The length of either segment of the intestine can be increased
to produce lower or higher levels of malabsorption.
Advantages
- The average excess weight loss after
the Roux-en-Y procedure is generally higher in a compliant
patient than with purely restrictive procedures.
- One year after surgery, weight loss can
average 77% of excess body weight.
- Studies show that after 10 to 14 years,
50% to 60% of excess weight loss has been maintained
by some patients.
- A 2000 study of 500 patients showed that
96% of certain associated health conditions studied
(back pain, sleep apnea, high blood pressure, diabetes
and depression) were improved or resolved.
Risks
- Because the duodenum is bypassed, poor
absorption of iron and calcium can result in the lowering
of total body iron and a predisposition to iron deficiency
anemia. This is a particular concern for patients who
experience chronic blood loss during excessive menstrual
flow or bleeding hemorrhoids. Women, already at risk
for osteoporosis that can occur after menopause, should
be aware of the potential for heightened bone calcium
loss.
- Bypassing the duodenum has caused metabolic
bone disease in some patients, resulting in bone pain,
loss of height, humped back and fractures of the ribs
and hip bones. All of the deficiencies mentioned above,
however, can be managed through proper diet and vitamin
supplements.
- Chronic anemia due to vitamin B12 deficiency
may occur. The problem can usually be managed with vitamin
B12 pills or injections.
- A condition known as "dumping syndrome”

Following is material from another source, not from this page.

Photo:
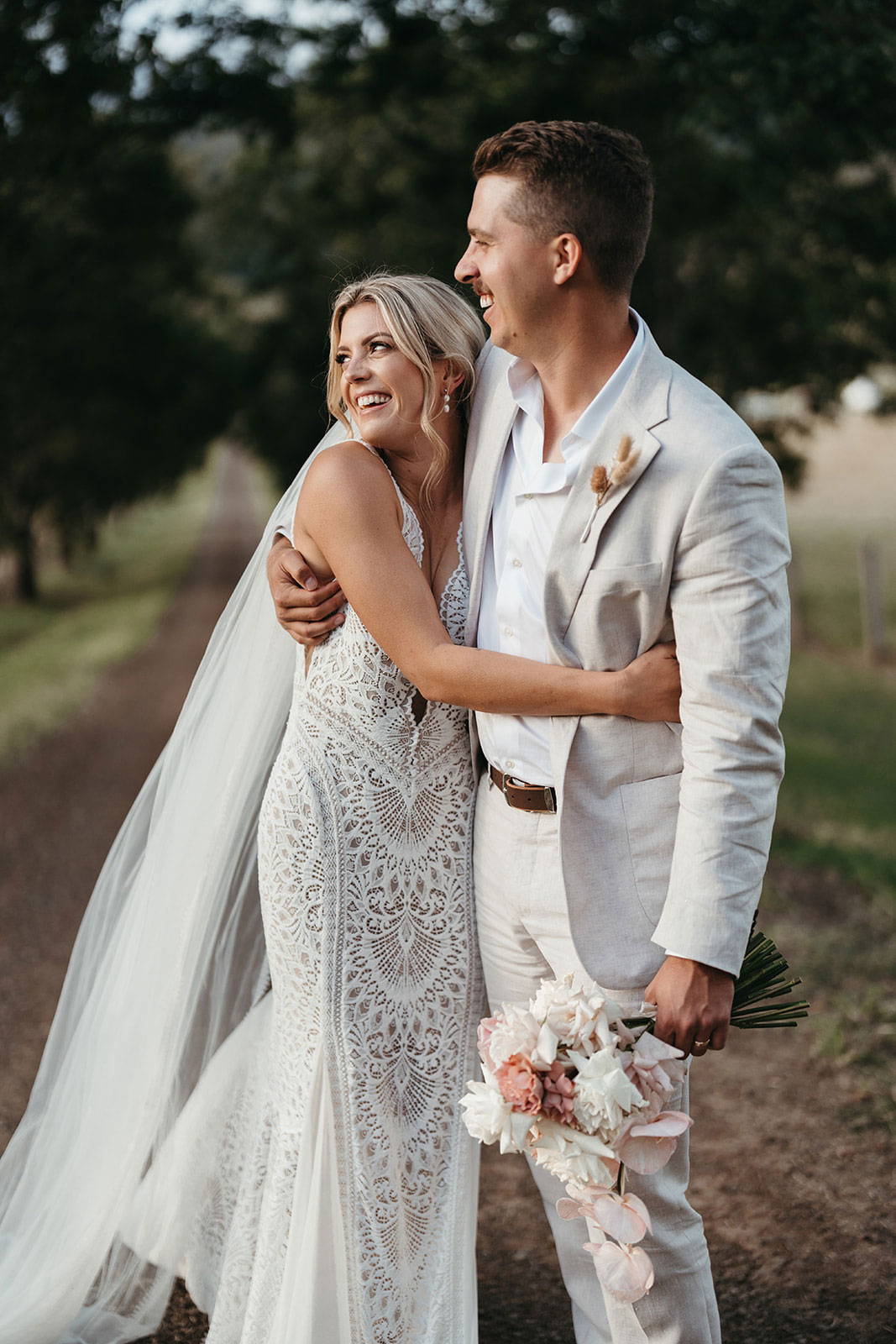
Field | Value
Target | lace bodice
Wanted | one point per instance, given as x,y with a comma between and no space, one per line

can occur as the result of rapid emptying of stomach
contents into the small intestine. This is sometimes
triggered when too much sugar or large amounts of food
are consumed. While generally not considered to be a
serious risk to your health, the results can be extremely
unpleasant and can include nausea, weakness, sweating,
faintness and, on occasion, diarrhea after eating. Some
patients are unable to eat any form of sweets after
surgery.
- In some cases, the effectiveness of the
procedure may be reduced if the stomach pouch is stretched
and/or if it is initially left larger than 15cc to 30cc.

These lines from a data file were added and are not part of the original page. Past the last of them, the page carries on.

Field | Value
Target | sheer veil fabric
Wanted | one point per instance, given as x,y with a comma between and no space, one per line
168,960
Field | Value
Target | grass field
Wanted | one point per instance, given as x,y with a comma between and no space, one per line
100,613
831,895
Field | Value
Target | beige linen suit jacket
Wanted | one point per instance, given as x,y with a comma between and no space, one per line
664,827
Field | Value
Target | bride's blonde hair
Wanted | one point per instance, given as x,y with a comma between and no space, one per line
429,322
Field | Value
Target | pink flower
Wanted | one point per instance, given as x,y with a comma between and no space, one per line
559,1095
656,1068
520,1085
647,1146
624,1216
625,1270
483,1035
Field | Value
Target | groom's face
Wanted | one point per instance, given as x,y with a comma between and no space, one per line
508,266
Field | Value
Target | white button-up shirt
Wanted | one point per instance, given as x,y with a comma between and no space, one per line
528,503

- The bypassed portion of the stomach,
duodenum and segments of the small intestine cannot
be easily visualized using X-ray or endoscopy if problems
such as ulcers, bleeding or malignancy should occur.


For the last decade, laparoscopic procedures have been
used in a variety of general surgeries. Many people mistakenly
believe that these techniques are still "experimental."
In fact, laparoscopy has become the predominant technique
in some areas of surgery and has been used for weight
loss surgery for several years. Although few bariatric
surgeons perform laparoscopic weight loss surgeries, more
are offering patients this less invasive surgical option
whenever possible.
When a
laparoscopic operation is performed, a small video camera
is inserted into the abdomen. The surgeon views the procedure
on a separate video monitor. Most laparoscopic surgeons
believe this gives them better visualization and access
to key anatomical structures.
The
camera and surgical instruments are inserted through small
incisions made in the abdominal wall. This approach is
considered less invasive because it replaces the need
for one long incision to open the abdomen. A recent study
shows that patients having had laparoscopic weight-loss
surgery experience less pain after surgery, resulting
in easier breathing and lung function and higher overall
oxygen levels. Other realized benefits with laparoscopy
have been fewer wound complications, such as infection
or hernia, and patients returning more quickly to presurgical
levels of activity.
Laparoscopic procedures
for weight-loss surgery employ the same principles as
their "open" counterparts and produce similar
excess weight loss. Not all patients are candidates for
this approach, just as all bariatric surgeons are not
trained in the advanced techniques required to perform
this less invasive method. Dr. Thomas has extensive experience
with advanced laparoscopic techniques, and this is his
preferred method of approach. The American Society for
Bariatric Surgery recommends that laparoscopic weight
loss surgery should only be performed by surgeons who
are experienced in both laparoscopic and open bariatric
procedures. Dr. Thomas is a full member of the American
Society of Bariatric Surgery and is board certified.